O Paquistão executou hoje Shafqat Hussain, que foi condenado à pena capital ainda em adolescente, apesar das objeções manifestadas por parte de organizações de defesa de direitos humanos e das Nações Unidas.

A mãe de Shafqat Hussain mostra uma foto do filho em Março de 2015.

A mãe de Shafqat Hussain mostra uma foto do filho em Março de 2015.

Shafqat Hussain foi enforcado pouco antes do amanhecer em Carachi por ter matado um rapaz de sete anos em 2004, informou o seu irmão e uma fonte do estabelecimento prisional à agência AFP.

O caso despertou a atenção da comunidade internacional depois de os advogados e familiares terem denunciado que Shafqat Hussain tinha apenas 15 anos à data dos factos e que confessou sob tortura.
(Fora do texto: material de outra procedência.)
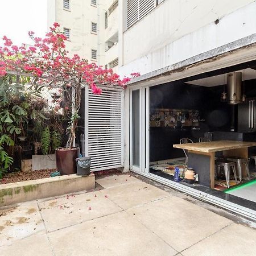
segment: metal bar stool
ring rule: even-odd
[[[226,177],[226,184],[228,188],[229,188],[229,181],[230,176],[230,169],[234,174],[234,177],[236,182],[237,184],[237,173],[236,170],[236,163],[233,161],[229,161],[228,160],[218,160],[216,161],[216,165],[218,168],[218,175],[220,175],[220,170],[221,168],[224,169],[225,176]]]
[[[255,155],[250,155],[249,158],[254,160],[255,165],[256,166],[256,154]]]
[[[250,171],[248,167],[248,162],[246,158],[240,158],[239,156],[229,156],[226,159],[230,161],[233,161],[237,164],[237,170],[238,171],[239,180],[242,182],[242,166],[245,165],[248,177],[250,179]]]
[[[180,139],[180,144],[185,144],[185,143],[193,143],[194,142],[192,139],[189,139],[188,138],[183,138],[182,139]],[[186,158],[185,160],[185,166],[187,166],[187,164],[188,163],[188,150],[183,149],[184,154],[185,154],[185,156]]]

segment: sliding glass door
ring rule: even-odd
[[[148,171],[148,88],[130,93],[130,167],[139,172]]]

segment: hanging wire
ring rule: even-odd
[[[221,101],[226,101],[226,93],[225,90],[225,74],[223,74],[223,92],[221,93]]]
[[[243,69],[243,95],[242,96],[242,102],[245,102],[246,96],[245,96],[245,69]]]

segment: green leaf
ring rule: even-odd
[[[7,115],[6,118],[3,121],[5,123],[12,123],[13,121],[10,118],[9,115]]]

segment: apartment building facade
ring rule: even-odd
[[[118,6],[118,0],[48,0],[48,27],[60,24],[71,55],[117,72]]]
[[[243,102],[255,97],[255,0],[119,2],[119,73],[141,75],[125,90],[125,170],[253,219],[255,203],[216,192],[209,155],[188,157],[199,187],[174,181],[170,166],[185,157],[173,147],[183,138],[197,142],[210,132],[216,140],[239,141],[236,134],[243,134],[239,120],[248,115],[240,114],[240,104],[227,103],[242,102],[238,93],[227,92],[227,81],[239,73]]]

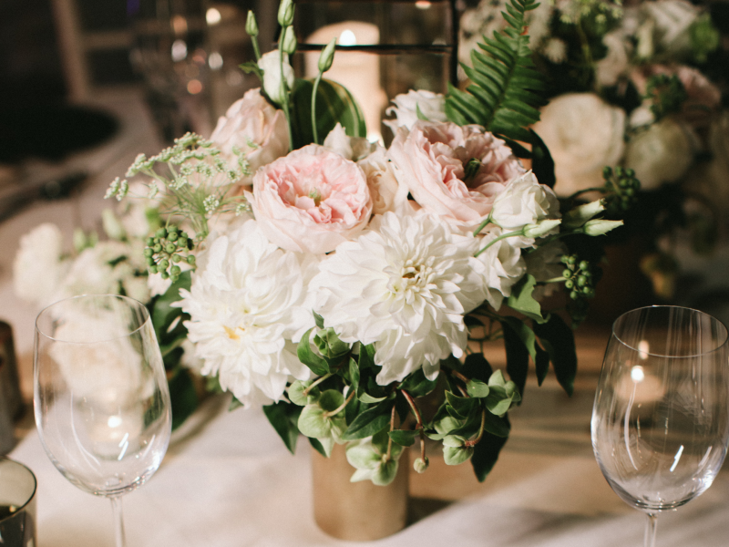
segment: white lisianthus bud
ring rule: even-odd
[[[252,10],[248,10],[248,18],[245,20],[245,32],[249,36],[258,36],[258,22],[256,15]]]
[[[584,203],[580,207],[570,210],[567,214],[564,215],[564,222],[562,222],[562,225],[570,230],[573,228],[580,228],[580,226],[603,211],[605,211],[605,205],[602,200],[596,200],[590,203]]]
[[[293,0],[281,0],[278,21],[282,27],[291,26],[293,24]]]
[[[587,235],[602,235],[618,226],[622,226],[622,221],[588,221],[582,226],[582,231]]]
[[[296,51],[296,33],[293,32],[293,26],[287,26],[283,30],[282,46],[283,51],[289,55],[293,55]]]
[[[322,55],[319,56],[319,72],[324,73],[332,67],[332,63],[334,61],[335,46],[336,38],[332,38],[332,41],[322,51]]]
[[[526,226],[524,226],[523,229],[524,237],[528,238],[541,237],[542,235],[549,233],[549,232],[557,228],[557,226],[559,226],[561,222],[562,221],[559,219],[555,220],[545,219],[543,221],[539,221],[536,224],[527,224]]]
[[[269,51],[258,60],[258,67],[263,71],[263,89],[269,98],[280,105],[286,100],[281,88],[281,57],[278,49]],[[283,54],[283,76],[288,88],[293,88],[293,68],[289,65],[289,56]]]

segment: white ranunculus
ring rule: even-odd
[[[278,248],[250,220],[217,237],[201,262],[180,305],[202,374],[246,407],[281,400],[289,380],[310,375],[295,343],[314,325],[307,287],[316,259]]]
[[[688,127],[664,118],[629,141],[625,167],[635,170],[642,190],[674,182],[693,161],[693,137]]]
[[[477,242],[425,211],[386,212],[371,228],[321,263],[316,311],[342,340],[375,345],[379,384],[421,367],[434,378],[441,359],[463,355],[463,314],[485,299]]]
[[[277,105],[282,104],[285,97],[281,89],[281,55],[279,50],[274,49],[263,54],[258,59],[258,67],[263,71],[263,89],[269,98]],[[289,89],[293,88],[293,68],[289,65],[289,56],[283,54],[283,77],[286,78],[286,85]]]
[[[527,273],[534,276],[538,283],[560,277],[564,271],[564,264],[561,262],[564,254],[567,254],[567,247],[560,241],[549,242],[546,245],[537,247],[524,256]],[[560,283],[538,284],[534,288],[532,296],[536,300],[540,300],[550,296],[562,286]]]
[[[336,122],[334,129],[329,131],[329,135],[324,139],[323,147],[353,161],[366,158],[375,150],[375,145],[364,137],[347,135],[339,122]]]
[[[40,224],[21,237],[13,263],[15,294],[40,306],[51,304],[68,270],[62,254],[63,234],[56,224]]]
[[[478,237],[478,247],[485,247],[501,233],[500,229],[492,229],[486,235]],[[521,249],[513,245],[513,240],[506,238],[493,243],[477,257],[480,263],[474,268],[481,278],[486,300],[497,311],[501,307],[504,298],[511,295],[511,287],[521,279],[526,270]]]
[[[428,121],[447,121],[446,98],[440,93],[410,89],[407,93],[396,95],[393,102],[395,106],[388,108],[385,113],[387,116],[395,115],[395,119],[385,120],[385,124],[394,133],[397,132],[397,128],[412,129],[413,124],[418,120],[418,108]]]
[[[251,174],[243,177],[242,184],[251,183],[259,167],[289,152],[286,117],[263,98],[258,88],[246,91],[218,119],[210,140],[220,148],[230,169],[240,169],[239,159],[248,161]]]
[[[491,220],[507,232],[559,217],[557,196],[551,188],[539,184],[531,171],[507,184],[494,200],[491,209]]]
[[[602,186],[602,169],[625,149],[625,112],[593,93],[569,93],[549,101],[534,126],[549,149],[560,196]]]

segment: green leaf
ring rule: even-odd
[[[466,384],[466,392],[471,397],[481,398],[488,395],[488,386],[480,380],[471,380]]]
[[[486,480],[486,477],[494,469],[494,465],[498,459],[498,454],[508,439],[508,437],[497,437],[484,431],[481,440],[474,447],[471,465],[479,482]]]
[[[425,397],[436,388],[437,378],[428,380],[422,368],[409,375],[405,381],[400,384],[399,388],[407,391],[413,397]]]
[[[297,423],[301,412],[301,407],[285,401],[279,401],[263,407],[263,413],[266,415],[268,421],[273,426],[276,433],[279,434],[279,437],[283,440],[283,444],[286,445],[292,454],[296,450],[296,439],[299,438]]]
[[[450,391],[446,391],[446,400],[448,403],[448,407],[453,408],[454,412],[456,412],[457,416],[454,416],[454,418],[457,419],[458,418],[467,419],[473,413],[474,408],[477,405],[476,399],[458,397]],[[446,408],[448,409],[448,407]]]
[[[557,314],[552,314],[546,323],[535,323],[533,326],[534,333],[549,354],[557,381],[571,396],[577,375],[577,350],[572,329]]]
[[[382,431],[390,425],[390,412],[394,404],[392,400],[385,400],[357,416],[342,435],[342,439],[356,440]]]
[[[316,376],[324,376],[329,373],[329,366],[326,364],[326,361],[312,351],[309,336],[311,336],[313,330],[313,328],[310,328],[303,334],[302,339],[299,341],[296,355],[299,360],[306,365]]]
[[[291,125],[293,134],[293,148],[300,149],[313,142],[312,129],[312,92],[313,80],[296,79],[292,90]],[[350,137],[366,137],[364,116],[352,94],[341,84],[322,79],[316,91],[316,128],[322,139],[342,124]]]
[[[530,274],[527,274],[519,282],[511,287],[511,294],[507,299],[507,305],[516,312],[524,314],[535,321],[544,321],[541,315],[541,306],[534,300],[532,293],[537,280]]]
[[[332,327],[317,332],[313,336],[313,344],[320,354],[329,358],[344,356],[350,349],[350,345],[342,342]]]
[[[176,429],[190,418],[198,408],[198,394],[190,371],[178,367],[175,375],[168,382],[172,411],[172,429]]]
[[[393,429],[388,435],[393,442],[396,442],[401,447],[411,447],[415,444],[418,432],[409,429]]]

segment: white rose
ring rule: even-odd
[[[13,263],[15,294],[41,306],[51,304],[68,270],[62,253],[63,234],[56,224],[40,224],[21,237]]]
[[[395,114],[395,119],[385,120],[385,124],[394,133],[397,128],[413,129],[413,124],[418,120],[418,108],[428,121],[447,121],[446,98],[440,93],[410,89],[406,94],[395,96],[393,102],[395,106],[387,108],[385,113],[387,116]]]
[[[595,77],[601,87],[614,86],[618,78],[628,69],[627,40],[621,31],[602,36],[602,44],[608,48],[604,57],[595,63]]]
[[[494,200],[491,210],[491,220],[508,232],[559,216],[560,202],[554,191],[539,184],[531,171],[507,184]]]
[[[693,136],[688,127],[665,118],[628,142],[625,167],[635,170],[642,190],[678,181],[693,161]]]
[[[357,161],[367,179],[373,214],[398,211],[407,203],[407,186],[398,182],[386,153],[387,150],[378,146],[372,154]]]
[[[279,50],[269,51],[258,60],[258,67],[263,71],[263,89],[269,98],[277,105],[285,100],[281,89],[281,56]],[[283,77],[289,89],[293,88],[293,68],[289,65],[289,56],[283,54]]]
[[[263,98],[258,88],[246,91],[218,119],[210,140],[221,149],[231,169],[239,168],[233,148],[248,160],[251,175],[243,178],[244,184],[251,183],[259,167],[289,153],[286,117]]]
[[[534,130],[551,152],[560,196],[602,186],[602,168],[618,163],[625,149],[625,112],[593,93],[554,98]]]

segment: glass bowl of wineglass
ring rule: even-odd
[[[621,315],[592,409],[592,448],[608,483],[656,517],[708,489],[729,442],[729,334],[703,312],[671,305]]]
[[[43,448],[72,484],[111,500],[125,544],[121,496],[167,451],[169,392],[149,313],[112,294],[57,302],[36,321],[34,408]]]

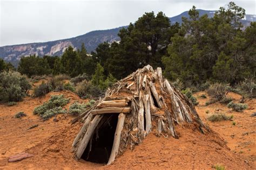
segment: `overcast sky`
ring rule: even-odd
[[[218,10],[231,0],[0,0],[0,46],[44,42],[127,25],[145,12],[171,17],[197,9]],[[255,0],[233,1],[255,15]]]

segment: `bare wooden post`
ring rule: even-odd
[[[93,118],[93,119],[90,122],[88,129],[87,129],[86,132],[83,138],[83,139],[79,143],[79,146],[77,148],[77,151],[75,155],[76,159],[79,159],[81,158],[83,153],[84,152],[84,150],[86,148],[87,145],[88,144],[90,139],[92,136],[92,134],[93,133],[95,128],[103,117],[103,115],[97,115],[95,116],[95,117]]]
[[[114,133],[114,141],[113,142],[113,146],[112,147],[111,154],[110,154],[107,165],[110,165],[114,160],[116,155],[118,153],[120,141],[121,139],[121,132],[124,128],[125,116],[125,114],[123,113],[120,114],[118,116],[118,121],[117,121],[117,129]]]
[[[82,127],[81,130],[80,130],[80,131],[79,131],[78,134],[77,134],[77,136],[76,137],[76,138],[75,138],[74,141],[73,141],[73,144],[72,144],[72,146],[74,146],[77,144],[77,141],[78,141],[78,139],[81,137],[81,135],[82,135],[84,133],[84,130],[88,126],[89,123],[91,121],[92,118],[92,115],[91,114],[90,114],[87,117],[86,121],[85,121],[84,125]]]

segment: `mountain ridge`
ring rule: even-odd
[[[216,11],[201,9],[197,10],[199,12],[199,16],[207,14],[209,17],[212,17]],[[188,11],[184,11],[179,15],[169,18],[169,19],[172,24],[176,22],[181,24],[183,17],[189,17],[188,13]],[[251,22],[256,21],[255,15],[246,15],[246,18],[249,18],[250,20],[242,20],[245,26],[249,25]],[[72,46],[75,49],[78,49],[80,47],[82,43],[85,44],[87,52],[91,52],[100,43],[104,41],[111,43],[120,40],[117,36],[119,31],[123,27],[127,27],[127,26],[123,26],[112,29],[92,31],[77,37],[46,42],[4,46],[0,47],[0,58],[17,66],[23,56],[33,54],[39,56],[60,55],[68,46]]]

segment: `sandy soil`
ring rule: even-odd
[[[192,124],[177,127],[178,139],[151,134],[141,145],[132,151],[127,150],[112,165],[106,166],[73,159],[71,145],[80,127],[79,124],[71,125],[70,121],[73,117],[60,115],[57,122],[52,118],[43,122],[33,115],[35,107],[48,100],[50,95],[60,93],[51,92],[41,98],[28,97],[12,107],[0,104],[0,169],[211,169],[218,164],[228,169],[256,169],[256,117],[250,116],[256,111],[255,99],[246,102],[248,109],[238,113],[230,110],[225,104],[205,106],[208,97],[198,97],[199,104],[196,109],[213,130],[211,133],[201,134]],[[83,101],[71,92],[61,93],[70,98],[71,103]],[[203,94],[205,93],[200,92],[196,96]],[[228,95],[235,101],[240,98],[235,94]],[[206,114],[206,110],[210,113]],[[28,116],[14,118],[19,111]],[[207,117],[214,112],[233,115],[236,125],[230,121],[208,122]],[[35,124],[38,126],[28,130]],[[24,151],[34,157],[20,162],[8,162],[10,156]]]

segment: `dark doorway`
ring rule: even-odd
[[[88,143],[82,159],[95,163],[107,163],[111,153],[118,115],[104,115]]]

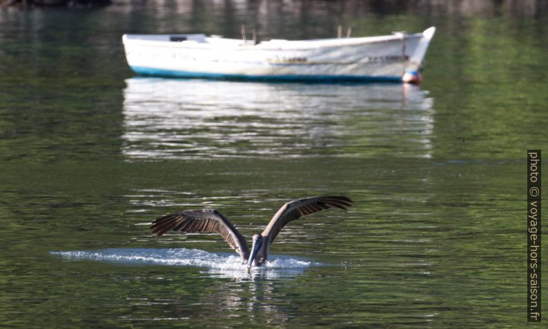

Especialistas das Nações Unidas afirmaram que o julgamento não cumpre os padrões internacionais e instaram o Paquistão a investigar as alegações de que confessou sob tortura, bem como a sua idade.

O governo de Caxemira, a terra natal de Shafqat Hussain, apelou na noite de segunda-feira ao Presidente paquistanês, Mamnoon Hussain, para adiar a execução de modo a permitir a realização de uma investigação mais aprofundada ao caso, mas em vão.

"Shafqat Hussain foi enforcado 10 a 12 minutos antes das orações do amanhecer de hoje", informou uma fonte da prisão de Carachi, no sul do país, à agência noticiosa francesa, sob a condição de anonimato.

Gul Zaman, irmão do condenado, que permanecia preso há oito anos, confirmou a notícia.

O Paquistão enforcou aproximadamente 180 condenados desde o levantamento da moratória sobre a pena capital que estava em vigor desde 2008, determinado em dezembro último, após o massacre numa escola em Peshawar, no noroeste do país, em que morreram 154 pessoas, a maioria das quais crianças.

Inicialmente, o levantamento da moratória só foi aplicado a condenados por crimes de terrorismo, mas seria alargado a outros crimes.

Organizações defensoras dos direitos humanos, como a Amnistia Internacional ou a Human Rights Watch (HRW), estimam que cerca de 8.000 pessoas estejam no corredor da morte em prisões paquistanesas por um dos crimes que prevêem a pena capital, tais como assassínio, violação ou blasfémia.